PM2.5 stands for tiny particulate matter (particle pollution) that can come from sources such as power plants, construction sites, and fires, per the United States Environmental Protection Agency (EPA). NO2/NOx are harmful gases emitted from burning fuel in cars and power plants, per the EPA.

Breathing air with a lot of NO2 can lead to respiratory issues such as asthma, per the EPA. And PM2.5 air pollution has been linked to a variety of health issues in addition to dementia, such as heart disease, kidney disease, high blood pressure, and type 2 diabetes, per a November 2019 study published in the journal JAMA Network Open.

Heavy Alcohol Use and Smoking

Heavy alcohol use can cause changes in brain structures, possibly leading to cognitive issues. Specifically, drinking more than 21 units of alcohol (about two bottles of wine) weekly can lead to an increased risk, per the July 2020 report. There's no evidence that light or moderate drinking can hurt your cognitive functioning later in life.

A January 2019 review published in the journal Alzheimer's Research & Therapy suggested that reducing alcohol use could be a dementia prevention strategy, but more research was needed. Try to limit your drinking to about 14 units per week—about 6 pints of average-strength beer—spread out over multiple days.

Smoking is also associated with dementia. But quitting smoking may reduce that risk, per a September 2018 study published in the journal Annals of Clinical and Translational Neurology.

Hearing Loss

Hearing loss is associated with a higher risk of Alzheimer's, per an August 2019 review published in the International Tinnitus Journal. Using hearing aids can help, according to the July 2020 report.

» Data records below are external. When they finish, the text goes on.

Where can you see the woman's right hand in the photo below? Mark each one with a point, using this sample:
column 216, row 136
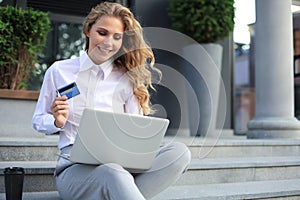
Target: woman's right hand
column 60, row 111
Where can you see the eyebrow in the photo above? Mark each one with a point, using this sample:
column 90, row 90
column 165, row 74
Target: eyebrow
column 102, row 28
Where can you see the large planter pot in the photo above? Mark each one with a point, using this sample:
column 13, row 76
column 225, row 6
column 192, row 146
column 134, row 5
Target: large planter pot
column 16, row 111
column 204, row 75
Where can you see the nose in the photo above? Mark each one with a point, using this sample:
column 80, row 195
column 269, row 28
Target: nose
column 107, row 41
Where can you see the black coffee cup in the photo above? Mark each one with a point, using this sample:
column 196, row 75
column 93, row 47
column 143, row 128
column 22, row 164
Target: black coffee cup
column 14, row 177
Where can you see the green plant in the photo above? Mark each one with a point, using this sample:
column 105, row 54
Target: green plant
column 206, row 21
column 23, row 34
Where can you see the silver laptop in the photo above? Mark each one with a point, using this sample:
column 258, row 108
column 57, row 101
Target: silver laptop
column 129, row 140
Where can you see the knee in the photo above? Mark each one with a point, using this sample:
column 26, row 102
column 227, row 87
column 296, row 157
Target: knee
column 113, row 171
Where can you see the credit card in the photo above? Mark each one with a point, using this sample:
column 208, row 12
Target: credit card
column 70, row 90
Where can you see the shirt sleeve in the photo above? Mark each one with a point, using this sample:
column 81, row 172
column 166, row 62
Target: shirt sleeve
column 43, row 120
column 132, row 105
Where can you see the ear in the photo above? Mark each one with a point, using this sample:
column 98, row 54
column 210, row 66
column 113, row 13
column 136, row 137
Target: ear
column 87, row 34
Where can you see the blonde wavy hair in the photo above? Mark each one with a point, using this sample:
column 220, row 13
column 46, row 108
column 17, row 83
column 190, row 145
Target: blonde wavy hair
column 135, row 56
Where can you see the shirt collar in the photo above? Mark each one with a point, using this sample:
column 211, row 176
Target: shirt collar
column 86, row 63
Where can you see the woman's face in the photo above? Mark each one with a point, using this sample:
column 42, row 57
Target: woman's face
column 105, row 38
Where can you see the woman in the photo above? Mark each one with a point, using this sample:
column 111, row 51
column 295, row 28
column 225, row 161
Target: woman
column 111, row 75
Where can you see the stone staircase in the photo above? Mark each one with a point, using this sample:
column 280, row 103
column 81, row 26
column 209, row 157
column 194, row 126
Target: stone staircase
column 230, row 167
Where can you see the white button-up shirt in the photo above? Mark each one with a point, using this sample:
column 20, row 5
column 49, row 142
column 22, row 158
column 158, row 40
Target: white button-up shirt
column 102, row 87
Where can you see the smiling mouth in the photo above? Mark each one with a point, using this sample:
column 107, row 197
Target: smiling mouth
column 104, row 50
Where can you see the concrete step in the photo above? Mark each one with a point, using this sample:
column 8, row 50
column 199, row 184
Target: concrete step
column 53, row 195
column 39, row 174
column 230, row 170
column 45, row 149
column 29, row 149
column 238, row 146
column 275, row 189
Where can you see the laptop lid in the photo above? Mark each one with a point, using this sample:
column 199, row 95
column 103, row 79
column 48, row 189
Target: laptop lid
column 129, row 140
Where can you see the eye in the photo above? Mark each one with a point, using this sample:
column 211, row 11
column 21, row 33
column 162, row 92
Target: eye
column 101, row 33
column 118, row 36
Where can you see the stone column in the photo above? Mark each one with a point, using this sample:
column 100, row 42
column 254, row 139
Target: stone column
column 274, row 117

The exact reason for this connection is unknown, but there are several theories. One is that hearing loss can lead to increased social isolation—another risk factor for dementia. The other is that losing hearing makes the brain work harder to make up for the impairment, leading to fewer resources for other cognitive functions. Finally, it's possible that hearing loss and dementia develop through similar brain mechanisms.

Heart Disease

Brain and heart health are closely connected. The brain uses 20% of the body's oxygen and energy supplies, per the March 2021 report. Heart disease and its risk factors—such as smoking and diabetes—are associated with dementia as well.

Physical activity and a heart-healthy diet—with fruits, vegetables, whole grains, fish, nuts, and legumes—can protect against heart disease, which can, in turn, reduce the risk of cognitive decline, per the March 2021 report. But note that there isn't a diet that can directly lower your risk of dementia, per a March 2019 study published in the journal JAMA.

High Blood Pressure

Blood pressure readings come with two numbers: systolic and diastolic blood pressure. Systolic pressure is measured when your heart beats, and diastolic is measured between beats, per the Centers for Disease Control and Prevention (CDC).

Healthy systolic blood pressure is below 120 mmHg. Your risk of dementia increases when this number is 130 mmHg or higher in midlife (at 50 years old), per a June 2018 paper published in the European Heart Journal.

Getting treatment for high blood pressure (hypertension) and keeping it in check in your midlife can help, per the July 2020 report. And high blood pressure that develops later in life may actually have a protective effect, per a July 2017 review published in the journal Neurotoxicology.

Physical Inactivity

Being physically active can reduce your risk of dementia, per the July 2017 review. But researchers don't know how much or what type of exercise is best. Aerobic exercise, aka cardio, had a small but beneficial effect in some studies, per the July 2020 report.